Haitian filmmaker Raoul Peck spent two years documenting the failure of the international community to meet the needs of those affected by the earthquake. Fatal Assistance shows multiple humanitarian organizations working on the same project, infighting among NGOs, and new hospitals being built next to existing ones instead of where they are needed. Peck views the failure through a radical lens, showing how even in the most dire of situations, aid and politics go hand in hand.
Peck is the former Minister of Culture of Haiti, and an internationally renowned filmmaker.

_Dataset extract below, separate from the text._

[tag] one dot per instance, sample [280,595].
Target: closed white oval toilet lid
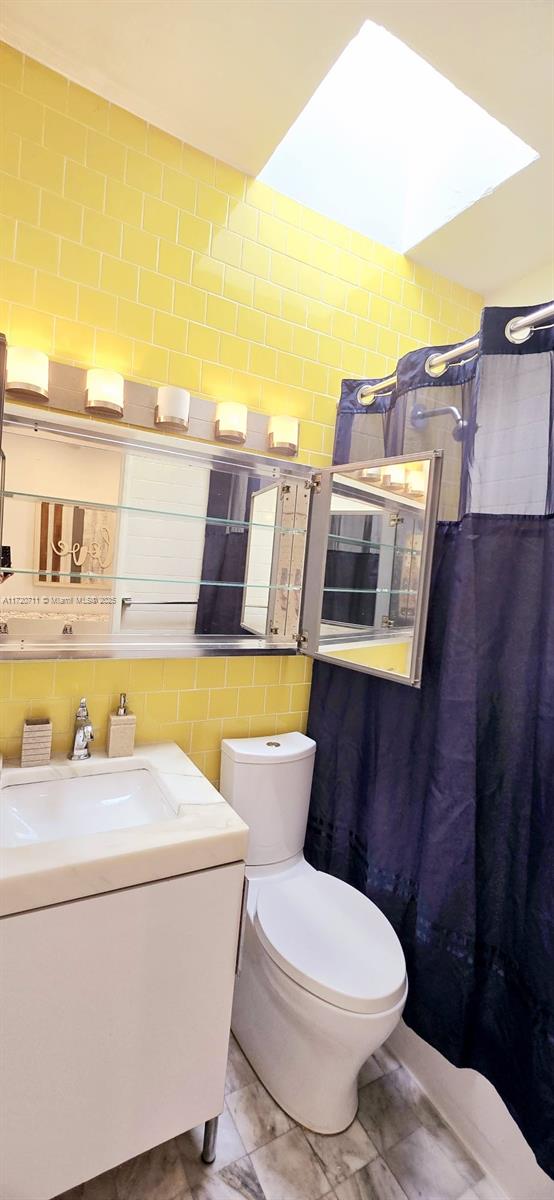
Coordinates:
[333,941]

His acclaimed 2000 feature film, Lumumba, told the story of Prime Minister Patrice Lumumba and the period around the independence of the Belgian Congo in June 1960. Stolen Images, released last year by Seven Stories Press, features the screenplay of Lumumba along with three of Peck’s other early screenplays and full color screen shots from each film.
Peck’s film will be airing at the French Film Festival in Richmond, VA, at the Byrd Theater (2908 West Cary Street, Richmond, VA, 23221) on Friday, March 22 at 7 p.m. The film will be followed by a discussion with the filmmaker.